We start with a video from from yours truly and then read a bit from a scientific article about types of explanatory dataviz.

In [1]:
# Sune talks about designing visualizations.
from IPython.display import YouTubeVideo
YouTubeVideo("yHKYMGwefso",width=600, height=338)

> *Exercises*: Explanatory data visualization
> * What are the three key elements to keep in mind when you design an explanatory visualization?
> * In the video I talk about (1) *overview first*,  (2) *zoom and filter*,  (3) *details on demand*. 
>   - Go online and find a visualization that follows these principles (don't use one from the video). 
>   - Explain how it does achieves (1)-(3). It might be useful to use screenshots to illustrate your explanation.
> * Explain in your own words: How is explanatory data analysis different from exploratory data analysis?

*Reading*: [Narrative Visualization: Telling Stories with Data](http://vis.stanford.edu/files/2010-Narrative-InfoVis.pdf) by Edward Segel and Jeffrey Heer. We'll read section 1-3 today. (And the rest next time).

When you get to section 3 it's fun to open up the examples mentioned by the authors in a browser and explore them as you read the text. 

> *Exercise*: Answer a couple of questions about the paper.
> 
> * What is the *Oxford English Dictionary's* defintion of a narrative?
> * What is your favorite visualization among the examples in section 3? Explain why in a few words.
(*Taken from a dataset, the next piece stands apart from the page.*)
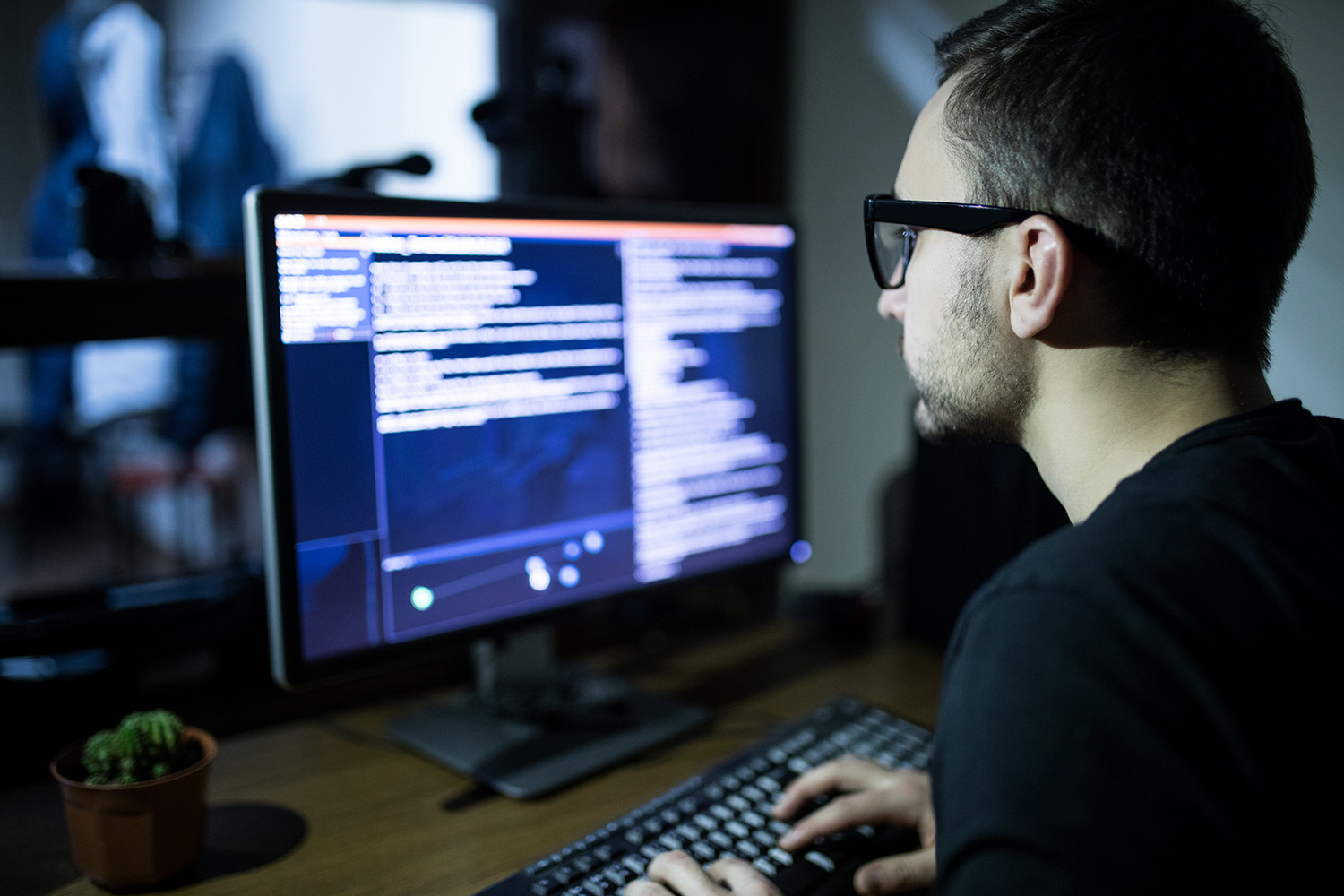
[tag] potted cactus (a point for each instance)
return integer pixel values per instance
(136, 799)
## Part 5: Optional (But Cool )Visualizations

The aim here is to create an animated map that shows empirical data for *two* crimes that change patterns with weather alongside the associated prediction. Pierre has looked at `DRUG/NARCOTIC` AND `BURGLARY`. 

The steps are
* *Empirical data plots*. Here you take the raw data and simply tally up the observed crimes hour-by-hour. In order to compare the two crime-types which don't have identical counts, you should convert your hourly counts to hourly probabilities. Simply divide your precinct-counts by the total number of counts that hour. It is OK to use lots of aggregated data for this one.
* Now, build a random forest classifier for your crimes which doesn't take weather into account. Again, you may train the classifier on as much data as you like.
* Next, build a classifier which knows about weather (lot of tips and tricks available above). 
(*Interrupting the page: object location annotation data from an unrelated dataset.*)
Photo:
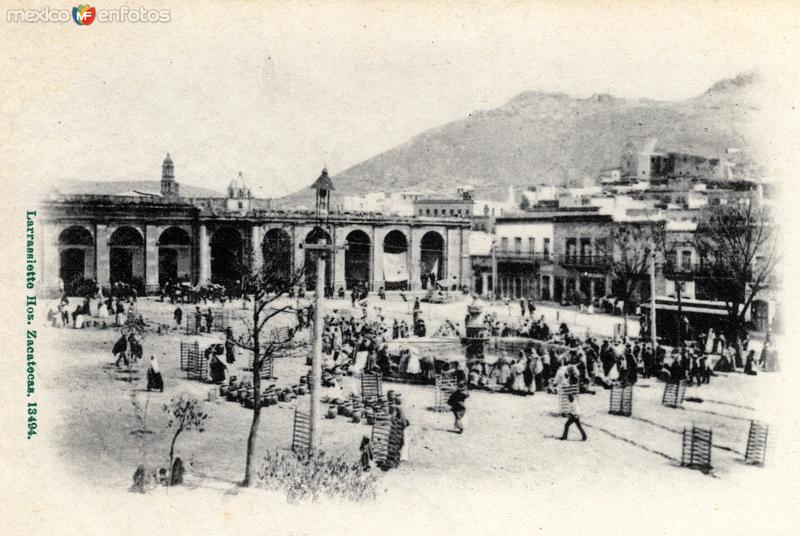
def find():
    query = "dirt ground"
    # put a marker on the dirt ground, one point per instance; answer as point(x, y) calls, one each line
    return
point(508, 457)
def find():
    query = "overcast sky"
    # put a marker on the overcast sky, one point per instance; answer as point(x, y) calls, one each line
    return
point(278, 92)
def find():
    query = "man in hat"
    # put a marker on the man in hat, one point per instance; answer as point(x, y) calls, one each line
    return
point(573, 417)
point(456, 403)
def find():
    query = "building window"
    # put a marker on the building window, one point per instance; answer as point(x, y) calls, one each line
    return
point(686, 259)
Now we're getting closer, let's visualize how actual weather impacts our predictions. Since we need weather, we're going to have to pick a specific week (you're free to choose something different than what's on the plot below).
* For each hour of that specific week, plot the visualization of the precinct-probabilities that come out of you random forest model without weather.
* The plot the same probabilities **with** weather.
* Finally tile all those plots side by side and create a gif so you can inspect the patterns.
* Describe in your own words the impact of the weather data. Does it change the model predicitons?

See below for Pierre's version. 

![Movie](https://github.com/suneman/socialdataanalysis2020/raw/master/files/crime_evo_rain-min.gif "movie")

Finally **big thanks** to TA's Pierre and Joao for big help in developing the exercises this week. I've been busy with all kinds of COVID related chores and I simply could not have done it without them.